Recently had new alloys fitted and new tyres and the guy had a great tyre blackener stuff he had it in a bucket looked like it could of been watered down but I'm not sure and got his brush and went over the tyres really quickly with it
does anyone know what he could of been using? All I can find online is the spray stuff that never really lasts very long

Thanks


----------



## Hoggy (May 8, 2002)

Hi, Car Plan Tyre Slik is the best in Auto Express test recently.
Hoggy.


----------



## pewpew (Jun 19, 2014)

Meguiars endurance high gloss for black shiny that lasts weeks
Poorboys Bold N Bright for satin finish that last about a week

These make a huge difference for clean looking tyres.


----------



## richardc-s (May 15, 2015)

pewpew said:


> Meguiars endurance high gloss for black shiny that lasts weeks
> Poorboys Bold N Bright for satin finish that last about a week
> 
> These make a huge difference for clean looking tyres.

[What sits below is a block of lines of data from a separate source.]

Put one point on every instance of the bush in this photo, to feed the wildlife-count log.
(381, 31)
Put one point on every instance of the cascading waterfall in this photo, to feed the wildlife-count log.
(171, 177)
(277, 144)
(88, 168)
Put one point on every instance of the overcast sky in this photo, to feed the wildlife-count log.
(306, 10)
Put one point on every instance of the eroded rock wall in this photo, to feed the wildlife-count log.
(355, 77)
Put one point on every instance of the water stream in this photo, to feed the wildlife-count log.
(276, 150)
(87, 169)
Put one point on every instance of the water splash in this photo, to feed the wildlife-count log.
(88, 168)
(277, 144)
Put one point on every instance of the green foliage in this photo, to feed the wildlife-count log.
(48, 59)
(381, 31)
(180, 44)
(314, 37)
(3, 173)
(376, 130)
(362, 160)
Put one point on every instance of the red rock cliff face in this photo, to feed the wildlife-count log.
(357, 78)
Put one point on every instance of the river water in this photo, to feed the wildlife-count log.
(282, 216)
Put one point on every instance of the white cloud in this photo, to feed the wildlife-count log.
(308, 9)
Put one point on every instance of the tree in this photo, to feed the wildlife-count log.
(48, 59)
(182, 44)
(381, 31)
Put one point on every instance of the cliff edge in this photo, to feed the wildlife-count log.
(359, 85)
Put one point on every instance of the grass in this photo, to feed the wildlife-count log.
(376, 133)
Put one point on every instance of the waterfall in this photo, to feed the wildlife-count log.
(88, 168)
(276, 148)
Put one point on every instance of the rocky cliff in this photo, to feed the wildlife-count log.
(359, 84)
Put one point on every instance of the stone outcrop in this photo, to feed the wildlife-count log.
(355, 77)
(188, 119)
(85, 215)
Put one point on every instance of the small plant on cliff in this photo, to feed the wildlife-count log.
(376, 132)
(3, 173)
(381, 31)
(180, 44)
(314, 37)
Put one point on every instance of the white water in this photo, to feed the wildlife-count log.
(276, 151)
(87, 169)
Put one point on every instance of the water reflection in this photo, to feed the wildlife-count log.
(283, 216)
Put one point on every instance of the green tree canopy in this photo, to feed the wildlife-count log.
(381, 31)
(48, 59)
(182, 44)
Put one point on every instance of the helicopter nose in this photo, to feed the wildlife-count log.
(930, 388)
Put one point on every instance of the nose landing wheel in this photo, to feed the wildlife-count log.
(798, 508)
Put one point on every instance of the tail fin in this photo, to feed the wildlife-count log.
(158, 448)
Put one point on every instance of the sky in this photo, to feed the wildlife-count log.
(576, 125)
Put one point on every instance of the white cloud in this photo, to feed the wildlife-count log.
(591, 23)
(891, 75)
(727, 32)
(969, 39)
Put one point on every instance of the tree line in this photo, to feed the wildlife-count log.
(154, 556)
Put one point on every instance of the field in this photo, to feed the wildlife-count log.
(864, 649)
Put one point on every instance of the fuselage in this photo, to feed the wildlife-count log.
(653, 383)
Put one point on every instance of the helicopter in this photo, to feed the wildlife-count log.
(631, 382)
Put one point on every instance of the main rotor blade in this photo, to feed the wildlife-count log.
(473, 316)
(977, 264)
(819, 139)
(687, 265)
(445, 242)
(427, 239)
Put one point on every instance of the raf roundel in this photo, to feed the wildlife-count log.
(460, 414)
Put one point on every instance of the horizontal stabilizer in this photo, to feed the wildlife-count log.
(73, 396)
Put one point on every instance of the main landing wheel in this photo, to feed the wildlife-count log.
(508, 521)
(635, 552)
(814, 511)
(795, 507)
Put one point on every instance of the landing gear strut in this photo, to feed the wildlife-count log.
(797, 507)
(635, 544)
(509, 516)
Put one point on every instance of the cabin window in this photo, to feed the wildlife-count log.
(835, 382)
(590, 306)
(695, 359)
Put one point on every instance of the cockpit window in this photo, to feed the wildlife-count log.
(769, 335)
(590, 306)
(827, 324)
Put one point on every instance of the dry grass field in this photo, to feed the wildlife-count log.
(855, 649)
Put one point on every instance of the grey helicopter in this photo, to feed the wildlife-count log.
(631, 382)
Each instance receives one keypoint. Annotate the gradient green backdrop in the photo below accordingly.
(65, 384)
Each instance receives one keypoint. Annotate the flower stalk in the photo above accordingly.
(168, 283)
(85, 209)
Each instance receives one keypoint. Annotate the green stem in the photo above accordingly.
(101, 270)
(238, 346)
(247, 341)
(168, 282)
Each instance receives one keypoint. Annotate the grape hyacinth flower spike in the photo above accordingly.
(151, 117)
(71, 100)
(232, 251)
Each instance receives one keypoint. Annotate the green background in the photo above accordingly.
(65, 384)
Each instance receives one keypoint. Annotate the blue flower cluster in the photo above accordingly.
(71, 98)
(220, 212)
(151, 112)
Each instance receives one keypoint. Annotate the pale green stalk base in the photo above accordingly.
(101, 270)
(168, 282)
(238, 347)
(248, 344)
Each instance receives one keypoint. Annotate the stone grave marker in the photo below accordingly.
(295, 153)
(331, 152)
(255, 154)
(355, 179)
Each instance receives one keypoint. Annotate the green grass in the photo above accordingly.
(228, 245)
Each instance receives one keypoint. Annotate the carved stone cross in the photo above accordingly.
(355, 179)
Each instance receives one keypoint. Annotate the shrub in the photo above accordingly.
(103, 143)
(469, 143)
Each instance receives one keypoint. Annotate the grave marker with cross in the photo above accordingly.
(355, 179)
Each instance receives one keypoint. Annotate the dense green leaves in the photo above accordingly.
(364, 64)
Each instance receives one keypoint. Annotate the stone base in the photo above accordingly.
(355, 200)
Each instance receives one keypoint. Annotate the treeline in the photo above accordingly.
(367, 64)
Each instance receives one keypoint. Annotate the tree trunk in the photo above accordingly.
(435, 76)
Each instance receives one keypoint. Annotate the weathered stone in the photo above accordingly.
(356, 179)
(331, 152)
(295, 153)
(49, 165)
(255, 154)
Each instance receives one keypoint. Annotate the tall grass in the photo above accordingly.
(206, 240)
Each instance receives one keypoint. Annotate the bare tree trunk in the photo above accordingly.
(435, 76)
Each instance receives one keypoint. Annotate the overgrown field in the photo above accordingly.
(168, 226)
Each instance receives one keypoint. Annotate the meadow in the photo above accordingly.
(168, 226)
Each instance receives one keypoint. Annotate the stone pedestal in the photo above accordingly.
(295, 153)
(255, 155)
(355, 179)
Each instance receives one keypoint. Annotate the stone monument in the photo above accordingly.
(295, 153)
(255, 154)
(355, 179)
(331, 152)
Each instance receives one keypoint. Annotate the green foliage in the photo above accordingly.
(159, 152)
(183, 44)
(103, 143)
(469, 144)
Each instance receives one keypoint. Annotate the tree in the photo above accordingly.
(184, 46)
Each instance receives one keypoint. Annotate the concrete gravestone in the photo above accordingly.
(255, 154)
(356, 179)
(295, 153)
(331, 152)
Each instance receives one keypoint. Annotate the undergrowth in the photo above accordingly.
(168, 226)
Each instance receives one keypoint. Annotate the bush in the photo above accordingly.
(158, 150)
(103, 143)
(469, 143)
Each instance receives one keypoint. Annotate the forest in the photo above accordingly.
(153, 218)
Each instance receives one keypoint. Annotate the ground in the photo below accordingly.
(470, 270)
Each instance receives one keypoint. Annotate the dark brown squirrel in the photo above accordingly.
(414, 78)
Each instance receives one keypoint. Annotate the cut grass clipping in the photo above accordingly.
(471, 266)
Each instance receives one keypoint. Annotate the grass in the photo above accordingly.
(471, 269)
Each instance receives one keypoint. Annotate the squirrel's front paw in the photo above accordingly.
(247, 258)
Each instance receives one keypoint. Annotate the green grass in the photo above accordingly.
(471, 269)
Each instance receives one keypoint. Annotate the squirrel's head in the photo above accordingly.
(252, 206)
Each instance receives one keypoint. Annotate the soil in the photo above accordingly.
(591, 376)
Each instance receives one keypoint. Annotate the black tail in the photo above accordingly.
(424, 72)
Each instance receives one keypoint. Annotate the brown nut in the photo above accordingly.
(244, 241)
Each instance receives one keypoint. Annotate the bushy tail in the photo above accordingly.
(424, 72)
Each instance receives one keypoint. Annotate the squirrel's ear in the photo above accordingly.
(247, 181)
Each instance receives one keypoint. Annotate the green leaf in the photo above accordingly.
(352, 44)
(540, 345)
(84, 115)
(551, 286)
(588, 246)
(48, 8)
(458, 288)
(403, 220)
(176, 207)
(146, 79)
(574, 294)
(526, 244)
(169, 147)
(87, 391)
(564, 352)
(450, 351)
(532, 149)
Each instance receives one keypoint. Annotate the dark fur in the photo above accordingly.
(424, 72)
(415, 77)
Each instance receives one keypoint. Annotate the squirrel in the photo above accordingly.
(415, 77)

I use Meguiars Tyre gel, really good stuff and lasts ages


----------



## YELLOW_TT (Feb 25, 2004)

Another vote for Megs but you can get a lot of spin off with it


----------



## Stueyturn (Jun 29, 2011)

Meguiars here too :thumbsup:


----------



## wlondoner (Feb 10, 2013)

But are these the spray on ones as I don't like those

I want whatever this guy was using it looked like he added it to water then put his brush in and covered the tyres


----------



## Pete Mac (Apr 21, 2014)

It goes by the trade name of 'TYRE WALL BLACK' which is applied with a paint brush. Has the consistency of watery paint but doesn't last all that long. Any motor factor should stock it.


----------



## mullum (Sep 16, 2011)

I don't like using sprays either, I'm usually dressing the wheels/tyres after I've done the rest of the car and the spray ends up on the clean paintwork.


----------



## The Blue Bandit (Sep 22, 2011)

... another vote for the meguiars tyre gel- but it's best applied when you're not intending to use the car for a few hours, as until it's properly cured it has a tendency to end up splattering your wheel arches if driven with when wet ...
:wink:


----------



## wlondoner (Feb 10, 2013)

Really appreciate all your help

So it looks like it was tyre wall black he was using - it's lasted longer than the sprays I have used in the past even in the rain they look great still but then could be as the tyres are new anyway

I'm definitely going to buy some


----------



## wlondoner (Feb 10, 2013)

I can't find this "Tyre wall black" product is it still selling under that name?


----------



## blaird03 (Nov 9, 2013)

Gyeon Q2 Tire - best I have used. Apply 2 thin coats with brush, lasts 2 weeks at least.


----------



## Pete Mac (Apr 21, 2014)

Halfords sell it under the trade name of car plan. Same stuff. Also available via Amazon and EBay. Quite cheap and a litre will last you for years I should think.


----------



## Yesj (Nov 12, 2014)

I use the Mothers reflections tire care. It has a naturale new tire look. Not that ugly bling bling look.
If you clean your tire properly or use it on new tires, it will stay on for weeks.


----------